La historia arranca con una joven patinadora que viaja con su equipo por los paisajes del Océano Ártico. Un despiste. Un témpano que se desprende. Y de repente está sola, flotando sobre un trozo de hielo que no deja de encogerse. El deshielo juega en su contra minuto a minuto. Cada vez menos superficie bajo sus pies.
El subgénero de supervivencia en espacios imposibles tiene un historial largo y cada vez más retorcido. Desde Bill Skarsgård encerrado en un coche en ‘Blindado’ hasta Anna Castillo dentro de un contenedor en mitad del océano en ‘Nowhere’, pasando por Blake Lively resistiendo a un tiburón en ‘Infierno azul’ o los tres esquiadores colgados de un telesilla en ‘Bajo cero’. El listón está alto. Y esta película lo sabe.
Lo que distingue a ‘Infierno Bajo Cero’ no es solo la situación de partida. El hielo se derrite, el espacio se reduce y, como si eso no fuera suficiente, aparece un enorme oso polar. Pero ni siquiera eso es lo peor que le espera a la protagonista. La película juega con esa sensación de absurdo que comparten todas estas historias: la incredulidad de quien no puede aceptar lo que le está pasando.

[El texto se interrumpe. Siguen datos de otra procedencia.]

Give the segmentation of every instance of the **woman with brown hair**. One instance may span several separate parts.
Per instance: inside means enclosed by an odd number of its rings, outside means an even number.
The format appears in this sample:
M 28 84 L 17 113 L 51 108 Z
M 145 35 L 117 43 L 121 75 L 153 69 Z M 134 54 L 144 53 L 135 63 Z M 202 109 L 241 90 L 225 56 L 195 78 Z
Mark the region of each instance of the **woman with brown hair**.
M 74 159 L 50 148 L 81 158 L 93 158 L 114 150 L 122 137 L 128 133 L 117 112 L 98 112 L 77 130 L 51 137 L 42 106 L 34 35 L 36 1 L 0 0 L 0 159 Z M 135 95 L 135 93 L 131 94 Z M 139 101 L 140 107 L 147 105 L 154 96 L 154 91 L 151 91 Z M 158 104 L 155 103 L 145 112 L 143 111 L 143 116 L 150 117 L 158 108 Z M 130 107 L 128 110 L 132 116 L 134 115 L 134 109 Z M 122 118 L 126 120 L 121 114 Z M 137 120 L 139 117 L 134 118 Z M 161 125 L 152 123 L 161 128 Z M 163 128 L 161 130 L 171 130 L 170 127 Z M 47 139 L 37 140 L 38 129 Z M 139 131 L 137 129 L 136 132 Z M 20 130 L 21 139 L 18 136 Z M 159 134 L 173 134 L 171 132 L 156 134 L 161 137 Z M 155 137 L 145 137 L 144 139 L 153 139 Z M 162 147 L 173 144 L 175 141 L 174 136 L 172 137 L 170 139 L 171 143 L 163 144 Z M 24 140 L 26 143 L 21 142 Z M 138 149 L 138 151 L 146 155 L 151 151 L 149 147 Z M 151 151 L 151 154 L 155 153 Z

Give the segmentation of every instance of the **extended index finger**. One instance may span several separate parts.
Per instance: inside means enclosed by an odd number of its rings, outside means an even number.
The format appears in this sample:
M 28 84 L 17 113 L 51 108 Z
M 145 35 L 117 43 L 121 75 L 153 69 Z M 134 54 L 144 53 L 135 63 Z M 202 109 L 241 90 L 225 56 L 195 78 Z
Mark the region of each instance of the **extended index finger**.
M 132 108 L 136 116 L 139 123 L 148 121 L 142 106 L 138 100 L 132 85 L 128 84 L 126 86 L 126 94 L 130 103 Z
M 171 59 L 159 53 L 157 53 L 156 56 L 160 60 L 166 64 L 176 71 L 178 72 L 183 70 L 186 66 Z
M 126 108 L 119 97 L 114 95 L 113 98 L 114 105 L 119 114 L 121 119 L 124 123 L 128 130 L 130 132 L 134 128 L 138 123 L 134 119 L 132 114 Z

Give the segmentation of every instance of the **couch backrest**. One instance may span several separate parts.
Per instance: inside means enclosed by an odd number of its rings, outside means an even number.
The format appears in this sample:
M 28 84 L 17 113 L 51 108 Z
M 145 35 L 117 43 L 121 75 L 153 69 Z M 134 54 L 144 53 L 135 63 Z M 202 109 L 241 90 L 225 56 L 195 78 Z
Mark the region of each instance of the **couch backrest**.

Y luego está el giro. Taavi Vartia reserva para el tramo final una vuelta de tuerca que transforma la película en algo que nadie esperaría: un alegato a favor de los teleoperadores. Sí, esos a los que cuelgas sin pensarlo. Ahí es donde la cinta deja de ser un ejercicio de supervivencia convencional y se mete en un territorio completamente distinto.

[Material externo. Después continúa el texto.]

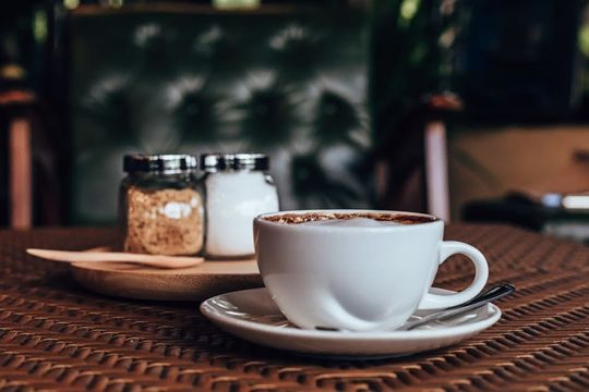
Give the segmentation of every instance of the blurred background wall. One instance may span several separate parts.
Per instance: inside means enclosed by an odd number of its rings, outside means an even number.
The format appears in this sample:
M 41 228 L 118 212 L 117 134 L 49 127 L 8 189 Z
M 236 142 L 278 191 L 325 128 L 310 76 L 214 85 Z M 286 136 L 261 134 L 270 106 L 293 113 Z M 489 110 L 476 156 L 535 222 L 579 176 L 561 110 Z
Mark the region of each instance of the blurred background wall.
M 447 198 L 447 219 L 509 222 L 514 193 L 540 219 L 538 193 L 589 188 L 575 158 L 589 148 L 584 0 L 1 10 L 4 225 L 22 119 L 35 225 L 110 224 L 129 151 L 266 151 L 288 208 L 431 211 Z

El título español coincide con el de una película bélica de 1954 dirigida por Mark Robson y protagonizada por Alan Ladd, lo que puede generar alguna confusión. Su título original, ‘Ice Skater’, también figura como ‘The Drift’ en algunas referencias. Da igual cómo la busques: está en Prime Video y dura lo justo para una noche en la que te apetezca ver a alguien pasarlo mucho peor que tú.
Una patinadora, un témpano que se deshace y un oso polar. Y aun así, lo más salvaje es el desenlace.